Devendra Arun Gaikwad’s story is average because it doesn’t convey anything new. Everyone is aware that politics is a dirty game and that politicians can go to any length to achieve their goals. His screenplay is ordinary and, like the story, doesn’t offer any novelty. The twists and turns are plenty but most of them are so predictable that the drama never really rises above the ordinary level. Gaikwad’s dialogues are okay.
Kiran Gaikwad does very well as Sunny Shinde. Pravin Tarde performs ably in the role of Anna. Upendra Limaye acts ably as Tiger. Ramesh Pardeshi is okay as police inspector Mule. Sanskruti Balgude does a fair job as Kat. Shubhankar Ekbote does a fine job as Adhyaksh. Snehal Tarde lends good support as Mona, wife of Adhyaksh. Akshay Tanksale is okay as Balya, brother of Tiger. Anjali Joglekar (as Sunny’s mother), Sunil Abhyankar (as Sunny’s father), Sagar Pable (as Kat’s brother), Sandeep Juwatkar (as Naresh Chavan), Devendra Arun Gaikwad (as Ex) and Suresh Vishwakarma (as the jailor) pass muster.

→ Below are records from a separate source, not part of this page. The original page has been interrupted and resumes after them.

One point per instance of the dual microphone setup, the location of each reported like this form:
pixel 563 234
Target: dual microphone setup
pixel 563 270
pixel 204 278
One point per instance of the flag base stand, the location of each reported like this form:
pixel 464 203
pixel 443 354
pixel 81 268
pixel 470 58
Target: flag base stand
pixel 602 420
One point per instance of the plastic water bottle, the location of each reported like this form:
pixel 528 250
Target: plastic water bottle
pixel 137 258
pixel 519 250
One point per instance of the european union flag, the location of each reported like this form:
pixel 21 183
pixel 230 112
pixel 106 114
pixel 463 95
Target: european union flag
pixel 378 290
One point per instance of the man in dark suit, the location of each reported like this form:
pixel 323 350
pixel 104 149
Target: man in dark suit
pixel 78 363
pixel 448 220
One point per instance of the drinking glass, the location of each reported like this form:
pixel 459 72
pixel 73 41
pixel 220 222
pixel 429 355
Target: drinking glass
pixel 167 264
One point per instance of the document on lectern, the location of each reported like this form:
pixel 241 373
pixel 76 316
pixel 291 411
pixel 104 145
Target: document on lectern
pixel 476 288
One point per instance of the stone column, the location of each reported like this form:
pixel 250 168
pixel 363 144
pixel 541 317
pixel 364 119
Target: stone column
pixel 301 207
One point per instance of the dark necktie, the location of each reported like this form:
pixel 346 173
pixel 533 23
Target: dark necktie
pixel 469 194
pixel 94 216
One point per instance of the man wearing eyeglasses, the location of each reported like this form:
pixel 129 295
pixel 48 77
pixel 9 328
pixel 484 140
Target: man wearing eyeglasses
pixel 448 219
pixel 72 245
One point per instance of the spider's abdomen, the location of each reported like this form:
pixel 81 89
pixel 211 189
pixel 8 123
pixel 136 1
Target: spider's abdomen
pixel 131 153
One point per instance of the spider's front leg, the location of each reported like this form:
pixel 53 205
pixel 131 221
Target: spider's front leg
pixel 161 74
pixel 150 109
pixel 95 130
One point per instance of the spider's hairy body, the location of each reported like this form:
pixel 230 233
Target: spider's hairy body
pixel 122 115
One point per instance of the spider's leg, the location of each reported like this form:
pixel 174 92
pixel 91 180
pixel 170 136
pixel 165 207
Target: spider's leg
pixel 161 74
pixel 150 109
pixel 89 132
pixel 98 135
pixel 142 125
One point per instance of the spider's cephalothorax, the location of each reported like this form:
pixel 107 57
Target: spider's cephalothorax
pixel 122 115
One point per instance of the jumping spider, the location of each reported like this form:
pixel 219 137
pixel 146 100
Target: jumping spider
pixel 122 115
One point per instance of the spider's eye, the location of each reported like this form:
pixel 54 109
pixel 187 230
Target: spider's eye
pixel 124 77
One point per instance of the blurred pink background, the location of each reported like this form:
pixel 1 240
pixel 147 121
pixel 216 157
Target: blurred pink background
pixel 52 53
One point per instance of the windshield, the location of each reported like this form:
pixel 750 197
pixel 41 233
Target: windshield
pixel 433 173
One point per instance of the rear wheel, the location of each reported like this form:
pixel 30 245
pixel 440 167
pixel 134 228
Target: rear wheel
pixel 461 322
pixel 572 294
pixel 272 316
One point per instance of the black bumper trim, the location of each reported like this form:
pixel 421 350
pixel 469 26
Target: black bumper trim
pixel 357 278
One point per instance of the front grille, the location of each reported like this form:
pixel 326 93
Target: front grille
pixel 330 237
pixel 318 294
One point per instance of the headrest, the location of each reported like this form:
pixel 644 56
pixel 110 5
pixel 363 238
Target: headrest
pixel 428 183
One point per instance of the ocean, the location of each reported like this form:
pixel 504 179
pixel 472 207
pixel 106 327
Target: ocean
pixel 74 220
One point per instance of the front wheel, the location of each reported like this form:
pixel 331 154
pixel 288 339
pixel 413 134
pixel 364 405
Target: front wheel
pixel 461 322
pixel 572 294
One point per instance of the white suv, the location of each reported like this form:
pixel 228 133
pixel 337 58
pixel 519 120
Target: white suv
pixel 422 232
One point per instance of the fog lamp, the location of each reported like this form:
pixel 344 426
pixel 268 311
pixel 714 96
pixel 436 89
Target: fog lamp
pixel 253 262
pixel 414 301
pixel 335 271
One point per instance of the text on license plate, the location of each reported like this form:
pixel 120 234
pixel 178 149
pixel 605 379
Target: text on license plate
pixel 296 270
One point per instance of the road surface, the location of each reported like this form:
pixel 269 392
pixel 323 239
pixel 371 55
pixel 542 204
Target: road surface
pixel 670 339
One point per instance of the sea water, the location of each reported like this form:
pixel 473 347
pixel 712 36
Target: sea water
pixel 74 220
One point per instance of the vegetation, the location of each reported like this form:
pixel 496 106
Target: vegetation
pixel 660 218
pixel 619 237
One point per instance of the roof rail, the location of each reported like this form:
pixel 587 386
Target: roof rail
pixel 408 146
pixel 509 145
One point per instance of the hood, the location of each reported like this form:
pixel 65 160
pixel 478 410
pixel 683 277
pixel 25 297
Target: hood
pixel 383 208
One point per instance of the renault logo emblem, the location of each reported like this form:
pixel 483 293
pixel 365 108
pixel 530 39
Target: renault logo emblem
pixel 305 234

Devendra Arun Gaikwad’s direction is quite nice. Onkarswaroop’s music is alright and so are the lyrics (Dr. Vinayak Pawar and Suhas Munde). Umesh Jadhav’s choreography is hardly eye-filling. Sai-Piyush’s background music is effective. Mayur Hardas’ camerawork is okay. Pradyumna Kumar Swain’s action is realistic. Nitin Borkar’s art direction is alright. Mayur Hardas’ editing is quite good.
On the whole, Chowk is an average fare. It will do a bit better in Pune because it has been shot there.
Released on 2-6-’23 at Glamour (daily 1 show) and other cinemas of Bombay thru Panorama Studios. Publicity: fair. Opening: so-so.